Becoming Drusilla: One Life, Two Friends, Three Genders by Richard Beard (Vintage UK, Random House, €10.40)

- Andrea Smith


Thursday, 7 May 2009

"Becoming Drusilla", the Dublin reading



(this post edited 4 Aug 2019, in light of John Boyne's recent book on trans matters. See postscript below)

The essential elements for a good expedition ( I just made up this list a moment ago, and will almost certainly be changing it as the mood takes me):

  • Thorough planning
  • Serendipity
  • The kindness of strangers
  • The kindness indeed of friends
  • A bit of unscheduled misfortune to liven things up
  • actually, now I come to think of it, thorough planning can just get in the way, so scrap that one

Dublin Airport, Tuesday morning. The engines of the Ryanair 737-800 were still winding down, and there was a great chirping of mobile phones being switched on. Followed, in some cases, by the beeps announcing messages that were coming in.

In my case it was a text from Richard, who'd arrived in Dublin on Sunday.

He'd come down with chicken pox.

This was not a good start to the day, especially not for Richard.

He was standing there waiting outside Trinity College, when the airport bus dropped me. And so was Barbara, who was both putting us up and putting up with us. She looked a lot more cheerful than Richard. And why not?

We discussed plans over coffee.

The show had to go on, but Richard didn't want to spread his germs, and the spots were popping up and proliferating even as we watched. Something Had To Be Done.

Richard's old UEA contemporary, John Boyne, whose new book, The House Of Special Purpose, is published today, was coming along to the reading anyway. Richard phoned him.

"Have you ever had chicken pox?"

Apparently not. So John bravely agreed to read Richard's bits in the reading we had planned. He came round and we did a rehearsal. Word perfect, first time.

John gives Richard a lesson in What The Well-Dressed Writer Is Wearing


And so away we went to the Winding Stair bookshop, a lovely place on Ormond Quay, and I buried myself in my notes to try to quell the rising sense of panic and Regan opened the wine and John and Barbara went off for a coffee.
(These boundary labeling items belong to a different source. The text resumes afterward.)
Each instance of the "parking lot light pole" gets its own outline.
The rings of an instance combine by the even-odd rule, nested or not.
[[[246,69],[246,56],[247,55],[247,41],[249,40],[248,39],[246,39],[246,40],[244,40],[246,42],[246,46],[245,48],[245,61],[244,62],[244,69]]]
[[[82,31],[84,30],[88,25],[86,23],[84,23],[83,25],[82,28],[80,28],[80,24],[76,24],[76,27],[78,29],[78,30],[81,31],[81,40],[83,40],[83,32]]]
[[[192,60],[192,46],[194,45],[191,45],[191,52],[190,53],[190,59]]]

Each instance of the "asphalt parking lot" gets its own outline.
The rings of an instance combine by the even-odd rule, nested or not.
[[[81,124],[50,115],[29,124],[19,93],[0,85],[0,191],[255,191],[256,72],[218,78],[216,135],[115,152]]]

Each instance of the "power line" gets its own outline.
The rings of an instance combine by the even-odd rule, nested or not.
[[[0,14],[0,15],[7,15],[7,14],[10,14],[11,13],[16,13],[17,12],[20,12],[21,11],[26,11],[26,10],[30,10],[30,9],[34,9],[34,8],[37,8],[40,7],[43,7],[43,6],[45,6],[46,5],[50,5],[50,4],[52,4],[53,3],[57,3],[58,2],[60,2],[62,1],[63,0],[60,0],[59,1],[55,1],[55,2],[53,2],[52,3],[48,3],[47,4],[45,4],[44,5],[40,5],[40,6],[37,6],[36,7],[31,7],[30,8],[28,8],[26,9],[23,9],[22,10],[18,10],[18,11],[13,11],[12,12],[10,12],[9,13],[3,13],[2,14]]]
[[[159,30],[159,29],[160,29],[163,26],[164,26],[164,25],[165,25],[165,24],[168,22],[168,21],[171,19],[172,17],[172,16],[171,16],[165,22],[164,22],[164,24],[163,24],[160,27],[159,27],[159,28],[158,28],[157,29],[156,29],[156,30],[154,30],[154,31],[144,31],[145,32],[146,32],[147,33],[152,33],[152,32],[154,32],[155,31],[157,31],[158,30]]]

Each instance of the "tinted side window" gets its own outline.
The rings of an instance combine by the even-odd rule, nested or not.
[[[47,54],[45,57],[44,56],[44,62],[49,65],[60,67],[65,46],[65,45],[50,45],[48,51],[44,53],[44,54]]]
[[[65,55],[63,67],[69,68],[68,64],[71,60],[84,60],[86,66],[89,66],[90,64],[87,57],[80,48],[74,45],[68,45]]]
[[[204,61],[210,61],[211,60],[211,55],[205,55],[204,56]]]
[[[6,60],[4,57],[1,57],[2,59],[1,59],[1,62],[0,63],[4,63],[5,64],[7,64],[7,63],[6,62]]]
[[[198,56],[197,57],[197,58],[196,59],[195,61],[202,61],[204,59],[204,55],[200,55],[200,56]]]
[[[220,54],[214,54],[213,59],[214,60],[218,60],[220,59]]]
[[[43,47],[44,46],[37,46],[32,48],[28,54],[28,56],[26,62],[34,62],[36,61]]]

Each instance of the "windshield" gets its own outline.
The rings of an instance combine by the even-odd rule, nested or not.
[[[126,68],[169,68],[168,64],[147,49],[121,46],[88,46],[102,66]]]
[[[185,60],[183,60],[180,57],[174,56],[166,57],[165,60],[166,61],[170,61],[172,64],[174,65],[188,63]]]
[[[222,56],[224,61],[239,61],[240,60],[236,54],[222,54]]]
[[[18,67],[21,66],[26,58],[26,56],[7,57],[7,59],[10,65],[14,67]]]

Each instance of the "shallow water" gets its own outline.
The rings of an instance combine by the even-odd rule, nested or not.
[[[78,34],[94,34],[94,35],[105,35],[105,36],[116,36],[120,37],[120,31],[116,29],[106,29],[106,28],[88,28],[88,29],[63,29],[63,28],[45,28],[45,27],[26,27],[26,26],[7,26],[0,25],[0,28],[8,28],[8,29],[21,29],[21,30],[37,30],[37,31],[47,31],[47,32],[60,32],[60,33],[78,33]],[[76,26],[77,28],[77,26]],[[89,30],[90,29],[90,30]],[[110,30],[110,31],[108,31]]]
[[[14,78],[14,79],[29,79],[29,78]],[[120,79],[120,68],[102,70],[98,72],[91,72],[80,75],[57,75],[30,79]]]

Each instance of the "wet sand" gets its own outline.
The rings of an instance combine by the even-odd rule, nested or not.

The Winding Stair bookshop, Ormond Quay, Dublin: Regan Hutchins, prop.

And the reading went really well.
photo by Laura


...and after much chatting and finishing off of the wine, we sloped off to the Stags Head, a very Dublin pub. And stayed up very late indeed.


Thank you, Barbara, John, Regan, Laura of Lady List, the nice folk from TENI, and indeed everyone who came along and made it such an enjoyable evening!

Postscript in light of John Boyne's recent publication of a book 'My Brother's Name is Jessica' and the furore over his article in the Irish Times claiming to support trans right but reject the word 'cis'...
it was really disappointing to read that article, and see John's trajectory after its publication. I haven't read his new book and have absolutely no intention of doing so, so cannot comment on any possible merit it may contain, literary or otherwise. But John's attitude, as displayed over this business, leads me to suppose that it might not be very good. I did talk about it with Richard; he said that he'd met John very shortly before John's book came out, and John never mentioned it; which, given the subject matter, seems rather surprising. 

Anyway, a sad postscript. When Richard and I collaborated on Becoming Drusilla, it was very much with the aim to represent the trans experience as truly and authentically as possible; and it is generally agreed that we succeeded. Appropriating that experience by a don't-call-me-cis man seems very much a retrograde step.